4 Responses to “Podcast 227: Chronic kidney disease and anticoagulants”

  1. Israel H. Konefka-Kronenberg says:

    Thanks for the update.
    Greetings from Caracas, Venezuela .

  2. Noemy Barberan says:

    Dear Physician first watch team,

    I want to congratulate you for this very helpful feature offered to all whom belongs to the medical community. Have the chance to listen all these news give us a time effective way to be updated with reliable information.
    I am very confident that this project will be one more of the many upcoming successes.
    Thanks again and many blessings.

    Very Respectfully,
    Noemy Barberan, MD. MPA.

  3. Thank you for the podcast.

    I was glad to listen and found the conversation helpful. I do have a suggestion on your overall format.

    As a primary care doc, I would like to hear, in addition to the data presentations, the voice and opinion of a practicing clinical doctor regarding the top stories you present. I think your podcast would be stronger to include this analysis.

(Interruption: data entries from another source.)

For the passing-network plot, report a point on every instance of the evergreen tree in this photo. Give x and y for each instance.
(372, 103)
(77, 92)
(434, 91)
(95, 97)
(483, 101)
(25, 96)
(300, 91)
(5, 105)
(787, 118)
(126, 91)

    In our age of EMR we have lost much of our physician conversations sharing our clinical synthesis of data through the lens of medical experience and acquired knowledge. As a primary care doc I still seek out specialists I trust for their opinion knowing it is just that- an opinion. But it is invaluable in helping me integrate and best understand new ideas and data.

    I hope you will consider adding this aspect to your podcast. I listen to a daily world news podcast where first the news report is given and then two political commentators discuss their analysis of the news reports. They are clear about their biases and their analysis often differs.. It will help us in medicine to hold onto to value of opinion analysis in addition to reporting the facts. Your podcast is a perfect opportunity to offer this. I would find it very useful in our age of fewer doctor curbside opportunities.

  4. Dhanpal Manakapure says:

    Wait & Watch.We have to Adjust.Anyhow Very Good Idea. Thanks A Lot.